Thank you! I was definitely on the wrong track. Now I've identified y_h(t)=C*(e^t) as the homogenous solution and y_p(t)=((t^3)-(t^2)+5t-6)*(e^t)+((t^3)-(t^2)+5t-6)*(e^2t) as the particular solution which I believe is appropriate.

So this solution family satisfies some first order linear differential equation which I would now like to find. I found this to be dy/dt=C*(e^t)+((t^3)+(2t^2)+2t-1)*(e^t)+((2t^3)+(t^2)+8t-7)*(e^2t) by simply differentiating the given solution family.

To be as descriptive as possible should anyone wish to correct me, I found the standard form coefficient function to be 0 and the forcing function to be C*(e^t)+((t^3)+(2t^2)+2t-1)*(e^t)+((2t^3)+(t^2)+8t-7)*(e^2t).
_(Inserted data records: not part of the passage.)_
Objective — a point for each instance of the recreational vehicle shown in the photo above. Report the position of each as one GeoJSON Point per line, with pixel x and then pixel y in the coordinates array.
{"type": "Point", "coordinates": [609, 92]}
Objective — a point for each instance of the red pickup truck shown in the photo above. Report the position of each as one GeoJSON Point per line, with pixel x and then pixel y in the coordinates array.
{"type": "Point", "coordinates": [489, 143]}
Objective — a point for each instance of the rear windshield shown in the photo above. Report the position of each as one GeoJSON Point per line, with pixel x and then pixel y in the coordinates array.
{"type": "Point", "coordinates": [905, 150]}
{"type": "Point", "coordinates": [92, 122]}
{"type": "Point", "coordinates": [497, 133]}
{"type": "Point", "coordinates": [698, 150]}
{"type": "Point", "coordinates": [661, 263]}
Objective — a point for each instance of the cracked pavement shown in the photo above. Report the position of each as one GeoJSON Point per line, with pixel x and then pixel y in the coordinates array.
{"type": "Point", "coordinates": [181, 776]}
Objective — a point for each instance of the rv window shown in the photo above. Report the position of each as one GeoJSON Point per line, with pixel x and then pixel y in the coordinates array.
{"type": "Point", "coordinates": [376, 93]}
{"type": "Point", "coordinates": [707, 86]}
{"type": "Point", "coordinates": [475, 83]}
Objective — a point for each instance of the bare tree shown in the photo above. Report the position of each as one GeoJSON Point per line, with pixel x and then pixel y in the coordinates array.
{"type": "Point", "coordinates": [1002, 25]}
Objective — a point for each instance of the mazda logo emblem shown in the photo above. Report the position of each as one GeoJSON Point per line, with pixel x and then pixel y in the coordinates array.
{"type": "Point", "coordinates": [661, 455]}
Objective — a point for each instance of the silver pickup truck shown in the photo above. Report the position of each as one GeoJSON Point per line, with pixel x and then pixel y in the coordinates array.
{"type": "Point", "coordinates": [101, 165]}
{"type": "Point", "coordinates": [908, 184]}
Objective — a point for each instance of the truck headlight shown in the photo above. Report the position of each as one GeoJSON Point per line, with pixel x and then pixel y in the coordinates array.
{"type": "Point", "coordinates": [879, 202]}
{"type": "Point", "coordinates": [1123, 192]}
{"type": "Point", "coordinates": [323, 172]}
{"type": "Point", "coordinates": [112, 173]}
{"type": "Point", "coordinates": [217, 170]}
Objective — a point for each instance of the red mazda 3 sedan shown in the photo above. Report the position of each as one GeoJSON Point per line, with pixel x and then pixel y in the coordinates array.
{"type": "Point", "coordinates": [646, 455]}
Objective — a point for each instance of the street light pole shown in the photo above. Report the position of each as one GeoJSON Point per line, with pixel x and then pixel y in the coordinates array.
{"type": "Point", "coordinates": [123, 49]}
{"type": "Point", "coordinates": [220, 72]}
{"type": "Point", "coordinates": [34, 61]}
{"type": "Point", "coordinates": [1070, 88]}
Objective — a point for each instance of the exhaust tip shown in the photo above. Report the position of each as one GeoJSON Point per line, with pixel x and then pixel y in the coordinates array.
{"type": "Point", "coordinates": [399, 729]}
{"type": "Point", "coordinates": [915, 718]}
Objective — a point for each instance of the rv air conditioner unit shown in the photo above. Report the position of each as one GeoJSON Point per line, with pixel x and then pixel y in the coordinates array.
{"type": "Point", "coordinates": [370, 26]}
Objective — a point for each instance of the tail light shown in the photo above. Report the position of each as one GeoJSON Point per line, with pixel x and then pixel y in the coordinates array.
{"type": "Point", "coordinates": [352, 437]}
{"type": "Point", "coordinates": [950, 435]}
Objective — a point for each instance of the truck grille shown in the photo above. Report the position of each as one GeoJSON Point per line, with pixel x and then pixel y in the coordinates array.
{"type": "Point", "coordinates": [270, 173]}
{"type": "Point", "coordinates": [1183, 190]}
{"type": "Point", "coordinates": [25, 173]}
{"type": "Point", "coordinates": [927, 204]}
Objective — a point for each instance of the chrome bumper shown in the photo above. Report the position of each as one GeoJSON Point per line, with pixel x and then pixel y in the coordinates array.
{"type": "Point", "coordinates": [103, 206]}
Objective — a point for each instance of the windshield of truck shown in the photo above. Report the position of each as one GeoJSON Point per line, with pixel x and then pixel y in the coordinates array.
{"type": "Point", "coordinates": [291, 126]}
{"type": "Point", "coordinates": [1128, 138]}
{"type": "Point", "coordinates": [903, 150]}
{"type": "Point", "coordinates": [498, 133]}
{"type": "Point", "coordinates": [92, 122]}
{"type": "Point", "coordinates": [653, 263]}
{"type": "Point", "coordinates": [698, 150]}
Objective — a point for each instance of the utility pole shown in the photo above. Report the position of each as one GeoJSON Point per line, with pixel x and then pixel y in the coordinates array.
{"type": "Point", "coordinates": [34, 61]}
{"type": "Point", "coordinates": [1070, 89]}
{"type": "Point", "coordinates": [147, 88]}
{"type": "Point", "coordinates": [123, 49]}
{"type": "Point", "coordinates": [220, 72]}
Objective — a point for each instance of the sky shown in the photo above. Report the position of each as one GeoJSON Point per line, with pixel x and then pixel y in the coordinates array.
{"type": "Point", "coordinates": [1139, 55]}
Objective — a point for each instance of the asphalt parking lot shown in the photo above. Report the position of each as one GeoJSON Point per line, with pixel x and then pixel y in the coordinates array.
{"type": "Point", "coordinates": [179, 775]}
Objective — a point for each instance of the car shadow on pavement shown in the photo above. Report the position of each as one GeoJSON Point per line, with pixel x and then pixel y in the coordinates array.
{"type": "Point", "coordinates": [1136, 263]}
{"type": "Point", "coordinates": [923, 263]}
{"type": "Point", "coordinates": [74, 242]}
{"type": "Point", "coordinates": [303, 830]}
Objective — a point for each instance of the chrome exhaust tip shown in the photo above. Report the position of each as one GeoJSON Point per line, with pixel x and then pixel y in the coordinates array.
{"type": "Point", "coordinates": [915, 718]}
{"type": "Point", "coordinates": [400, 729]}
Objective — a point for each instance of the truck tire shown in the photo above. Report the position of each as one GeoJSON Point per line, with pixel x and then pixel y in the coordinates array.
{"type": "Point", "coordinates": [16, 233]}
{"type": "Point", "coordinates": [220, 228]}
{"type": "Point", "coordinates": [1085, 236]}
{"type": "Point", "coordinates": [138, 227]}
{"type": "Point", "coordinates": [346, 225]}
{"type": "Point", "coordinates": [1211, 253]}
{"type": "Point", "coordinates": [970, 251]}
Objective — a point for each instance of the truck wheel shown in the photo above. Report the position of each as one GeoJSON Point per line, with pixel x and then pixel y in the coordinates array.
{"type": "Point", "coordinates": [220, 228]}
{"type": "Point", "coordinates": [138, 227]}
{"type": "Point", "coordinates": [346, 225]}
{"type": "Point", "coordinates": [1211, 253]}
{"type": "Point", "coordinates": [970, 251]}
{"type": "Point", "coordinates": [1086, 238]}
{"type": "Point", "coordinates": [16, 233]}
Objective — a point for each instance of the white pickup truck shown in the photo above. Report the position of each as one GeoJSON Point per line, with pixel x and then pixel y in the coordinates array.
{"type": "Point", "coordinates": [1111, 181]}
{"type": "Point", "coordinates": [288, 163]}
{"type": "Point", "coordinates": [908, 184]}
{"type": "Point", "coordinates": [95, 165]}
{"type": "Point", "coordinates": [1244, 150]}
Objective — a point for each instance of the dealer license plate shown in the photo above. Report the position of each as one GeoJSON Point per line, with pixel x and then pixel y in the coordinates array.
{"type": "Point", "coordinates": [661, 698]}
Then I applied what the problem stated as the associated homogeneous differential equation y'_h+p(t)*y_h=0 and found that this equation is only true when C=0. This seems backwards (since this was mentioned as a way to check the answer) but is otherwise the best attempt I could come up with.

WyattKEllis said:
y'_h+p(t)*y_h=0

I assume you have to find p(t) such that Ce^t is a solution to the homogenous first order differential equation.

what does the notation _h mean? I have not seen it in other ODE texts.

docnet said:
I assume you have to find p(t) such that Ce^t is a solution to the homogenous first order differential equation.

what does the notation _h mean? I have not seen it in other ODE texts.
I assume the homogenous solution, with $y = y_h + y_p$.